From: Hiroyuki KAMEZAWA <kamezawa.hiroyu@jp.fujitsu.com>
To: Hiroyuki KAMEZAWA <kamezawa.hiroyu@jp.fujitsu.com>
Cc: Andrew Morton <akpm@osdl.org>,
haveblue@us.ibm.com, linux-kernel@vger.kernel.org,
linux-mm@kvack.org, lhms-devel@lists.sourceforge.net,
wli@holomorphy.com
Subject: Re: [Lhms-devel] [RFC] buddy allocator without bitmap [2/4]
Date: Fri, 27 Aug 2004 13:48:34 +0900 [thread overview]
Message-ID: <412EBD22.2090508@jp.fujitsu.com> (raw)
In-Reply-To: <412E8009.3080508@jp.fujitsu.com>
[-- Attachment #1: Type: text/plain, Size: 2681 bytes --]
Hi,
I testd set_bit()/__set_bit() ops, atomic and non atomic ops, on my Xeon.
I think this test is not perfect, but shows some aspect of pefromance of atomic ops.
Program:
the program touches memory in tight loop, using atomic and non-atomic set_bit().
memory size is 512k, L2 cache size.
I attaches it in this mail, but it is configured to my Xeon and looks ugly :).
My CPU:
from /proc/cpuinfo
vendor_id : GenuineIntel
cpu family : 15
model : 2
model name : Intel(R) XEON(TM) MP CPU 1.90GHz
stepping : 2
cpu MHz : 1891.582
cache size : 512 KBCPU : Intel Xeon 1.8GHz
Result:
[root@kanex2 atomic]# nice -10 ./test-atomics
score 0 is 64011 note: cache hit, no atomic
score 1 is 543011 note: cache hit, atomic
score 2 is 303901 note: cache hit, mixture
score 3 is 344261 note: cache miss, no atomic
score 4 is 1131085 note: cache miss, atomic
score 5 is 593443 note: cache miss, mixture
score 6 is 118455 note: cache hit, dependency, noatomic
score 7 is 416195 note: cache hit, dependency, mixture
smaller score is better.
score 0-2 shows set_bit/__set_bit performance during good cache hit rate.

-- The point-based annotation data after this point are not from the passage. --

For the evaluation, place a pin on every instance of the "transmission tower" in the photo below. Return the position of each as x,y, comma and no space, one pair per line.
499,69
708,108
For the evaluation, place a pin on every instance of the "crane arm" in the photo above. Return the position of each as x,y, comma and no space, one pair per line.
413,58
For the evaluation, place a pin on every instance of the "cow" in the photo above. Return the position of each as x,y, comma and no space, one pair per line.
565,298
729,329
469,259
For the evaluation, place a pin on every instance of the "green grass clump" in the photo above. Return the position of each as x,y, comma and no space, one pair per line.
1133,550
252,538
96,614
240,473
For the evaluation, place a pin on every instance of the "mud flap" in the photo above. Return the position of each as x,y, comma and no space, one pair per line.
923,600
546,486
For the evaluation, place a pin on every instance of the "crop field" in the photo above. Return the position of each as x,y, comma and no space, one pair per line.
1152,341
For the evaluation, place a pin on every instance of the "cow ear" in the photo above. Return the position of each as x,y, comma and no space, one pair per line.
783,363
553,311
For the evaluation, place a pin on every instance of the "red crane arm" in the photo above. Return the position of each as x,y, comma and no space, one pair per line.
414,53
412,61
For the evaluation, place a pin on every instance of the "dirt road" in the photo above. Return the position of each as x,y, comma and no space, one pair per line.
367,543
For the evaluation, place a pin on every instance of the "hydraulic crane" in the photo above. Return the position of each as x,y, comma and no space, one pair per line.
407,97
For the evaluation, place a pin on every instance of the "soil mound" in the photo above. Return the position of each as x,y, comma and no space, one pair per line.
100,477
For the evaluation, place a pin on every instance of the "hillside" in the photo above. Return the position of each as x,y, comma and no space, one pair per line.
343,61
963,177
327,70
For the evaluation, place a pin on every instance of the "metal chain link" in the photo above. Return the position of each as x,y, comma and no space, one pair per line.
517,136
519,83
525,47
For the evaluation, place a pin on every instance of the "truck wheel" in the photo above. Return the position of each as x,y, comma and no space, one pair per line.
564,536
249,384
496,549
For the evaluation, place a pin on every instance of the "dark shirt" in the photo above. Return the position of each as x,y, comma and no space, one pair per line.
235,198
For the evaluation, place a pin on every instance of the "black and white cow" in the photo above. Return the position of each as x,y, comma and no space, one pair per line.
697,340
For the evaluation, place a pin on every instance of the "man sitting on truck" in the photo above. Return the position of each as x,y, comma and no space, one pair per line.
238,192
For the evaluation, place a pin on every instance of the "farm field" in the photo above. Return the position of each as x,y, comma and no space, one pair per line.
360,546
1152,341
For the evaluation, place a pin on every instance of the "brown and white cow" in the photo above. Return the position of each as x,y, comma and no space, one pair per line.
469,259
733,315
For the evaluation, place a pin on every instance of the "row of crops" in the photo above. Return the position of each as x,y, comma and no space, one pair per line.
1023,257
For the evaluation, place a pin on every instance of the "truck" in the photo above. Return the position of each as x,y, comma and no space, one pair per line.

score 3-5 shows set_bit/__set_bit performance during bad cache hit rate.
score 6-7 shows set_bit/__set_bit performance during good cache hit
but there is data dependency on each access in the tight loop.
To Dave:
cost of prefetch() is not here, because I found it is very sensitive to
what is done in the loop and difficult to measure in this program.
I found cost of calling prefetch is a bit high, I'll measure whether
prefetch() in buddy allocator is good or bad again.
I think this result shows I should use non-atomic ops when I can.
Thanks.
Kame
Hiroyuki KAMEZAWA wrote:
>
>
> Okay, I'll do more test and if I find atomic ops are slow,
> I'll add __XXXPagePrivate() macros.
>
> ps. I usually test codes on Xeon 1.8G x 2 server.
>
> -- Kame
>
> Andrew Morton wrote:
>
>> Hiroyuki KAMEZAWA <kamezawa.hiroyu@jp.fujitsu.com> wrote:
>>
>>> In the previous version, I used
>>> SetPagePrivate()/ClearPagePrivate()/PagePrivate().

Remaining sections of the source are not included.